Arts-Scènes
Slogan du site

Cinéma Danse Expositions Musique Opéra Spectacles Théâtre

Opéra de Caen
Caen : “Eugène Onéguine“

L’opéra de Caen propose Eugène Onéguine dans la mise en scène de Jean-Yves Ruf.

Article mis en ligne le avril 2010
dernière modification le 23 mai 2010

par Christophe IMPERIALI

Jean-Yves Ruf monte un Eugène Onéguine de Tchaïkovski tout en finesse, rehaussé par quelques voix jeunes et pleines de promesses.

Coproduit par les Opéras de Lille et de Caen, cet Eugène Onéguine est l’occasion de voir à l’œuvre dans le domaine lyrique un metteur en scène bien connu des habitués du Théâtre de Vidy : Jean-Yves Ruf. Également comédien, il est par ailleurs directeur de la Haute Ecole de Théâtre de Suisse romande depuis trois ans.

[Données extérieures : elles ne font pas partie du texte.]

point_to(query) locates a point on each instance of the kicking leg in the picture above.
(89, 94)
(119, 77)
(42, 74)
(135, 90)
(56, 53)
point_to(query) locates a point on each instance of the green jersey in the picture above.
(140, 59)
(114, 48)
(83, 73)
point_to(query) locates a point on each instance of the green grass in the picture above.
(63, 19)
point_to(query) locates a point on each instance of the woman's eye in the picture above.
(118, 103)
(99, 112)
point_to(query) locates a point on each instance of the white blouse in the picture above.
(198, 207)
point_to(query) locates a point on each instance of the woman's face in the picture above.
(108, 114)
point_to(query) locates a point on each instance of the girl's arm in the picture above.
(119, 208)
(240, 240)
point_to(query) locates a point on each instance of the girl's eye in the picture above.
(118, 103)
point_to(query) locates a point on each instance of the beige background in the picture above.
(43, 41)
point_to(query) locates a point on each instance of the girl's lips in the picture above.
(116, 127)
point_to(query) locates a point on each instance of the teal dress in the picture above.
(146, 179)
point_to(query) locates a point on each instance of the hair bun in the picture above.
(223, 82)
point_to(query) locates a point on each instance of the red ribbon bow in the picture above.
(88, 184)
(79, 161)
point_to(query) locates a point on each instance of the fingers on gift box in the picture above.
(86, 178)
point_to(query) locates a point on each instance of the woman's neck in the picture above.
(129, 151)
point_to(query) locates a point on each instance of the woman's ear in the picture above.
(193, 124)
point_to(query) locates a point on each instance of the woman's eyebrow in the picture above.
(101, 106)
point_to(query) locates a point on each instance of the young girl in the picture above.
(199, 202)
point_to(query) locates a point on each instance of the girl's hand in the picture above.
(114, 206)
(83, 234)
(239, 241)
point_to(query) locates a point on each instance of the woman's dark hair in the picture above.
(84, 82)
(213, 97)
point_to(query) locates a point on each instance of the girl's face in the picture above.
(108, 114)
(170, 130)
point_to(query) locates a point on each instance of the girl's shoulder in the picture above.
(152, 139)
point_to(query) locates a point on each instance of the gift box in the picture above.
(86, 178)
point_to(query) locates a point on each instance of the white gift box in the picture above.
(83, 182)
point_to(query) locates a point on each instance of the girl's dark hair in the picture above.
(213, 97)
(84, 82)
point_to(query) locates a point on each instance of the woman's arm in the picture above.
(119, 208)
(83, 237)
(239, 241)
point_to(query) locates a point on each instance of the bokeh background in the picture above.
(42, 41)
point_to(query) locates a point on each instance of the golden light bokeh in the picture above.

Sa lecture du chef-d’œuvre de Tchaïkovski est à la fois sobre et efficace.

« Eugène Onéguine »

La scénographie est réduite à peu de choses, mais l’espace est très habilement habité : de grands voiles permettent de jouer avec la profondeur de la scène, de créer des plans étagés et de varier les espaces de façon suggestive. Les voiles blancs de la première partie cèdent la place, pour le dernier acte, aux voiles noirs de la jeunesse enfuie et des vains regrets. Comme la scénographie, la direction d’acteurs est fine et juste, sans jamais forcer le texte ni imposer une vision tyrannique. Si l’on songe à la formidable relecture proposée récemment par Dmitri Tcherniakov (DVD BelAir), on se prend à regretter parfois une certaine sagesse dans l’approche des personnages ou des situations, mais l’ensemble est d’une grande cohérence et d’une belle tenue plastique.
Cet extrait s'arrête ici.